За дверью прозвучало мое имя. Ее голос был все таким же пронзительным. Боязливым и резким, если она спешила или не знала, кто стоит за дверью, мрачным и тихим, когда она злилась, звонким и мелодичным, когда рассказывала одну из своих многочисленных историй. Дверь распахнулась. В старости мать снова обрела свою красоту. Она стояла передо мной в темных брюках и бледно-фиолетовом комплекте из джемпера и жакета, хрупкая и ранимая. Она снова начала следить за своим гардеробом. Я поздоровался, поцеловал ее в правую и левую щеки. И внезапно почувствовал потребность ее обнять. Неуверенно положил руку ей на плечо. Она вздрогнула от моего прикосновения или просто застыла? Отшатнулась? Мое прикосновение ей неприятно?

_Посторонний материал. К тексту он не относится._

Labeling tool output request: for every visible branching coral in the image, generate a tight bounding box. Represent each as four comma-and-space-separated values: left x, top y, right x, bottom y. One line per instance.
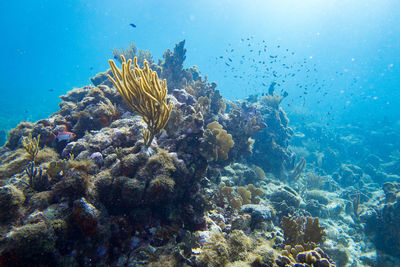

Уже в гостиной она склонилась над журнальным столиком. Расправила маленькую прямоугольную скатерть. За столиком, у стены, стоял широкий, обитый золотым бархатом диван. Его изогнутые ножки из красного дерева сужались книзу, к чуть мелковатым позолоченным лапам. «Ампир из имущества дворца», – доверительным тоном сообщала она каждому гостю. И не вдавалась в подробности. Мама путала правду и вымысел. Иногда она ограничивалась намеком, иногда давала волю необузданной фантазии. Она упоминала, что черный столик – новодел, но лишь для того, чтобы подчеркнуть свою осведомленность в подобных вопросах. «Но он вполне неплох», – уверенно добавляла она. И спорить с ней решался только глупец. Ее двухкомнатная квартира была тесно заставлена. Здесь было ее pied-à-terre
[1] с тех пор, как они с отцом покинули Берлин, чтобы провести последние двадцать лет совместной жизни в белом доме на фоне чужеземного лунного пейзажа. Они попытались сбежать от воспоминаний в национальный парк Кабо-де-Гата, к мысу Кошки. Справа от террасы простирался широкий пустынный ландшафт, снизу сверкало или буйствовало море. Пустыня у моря.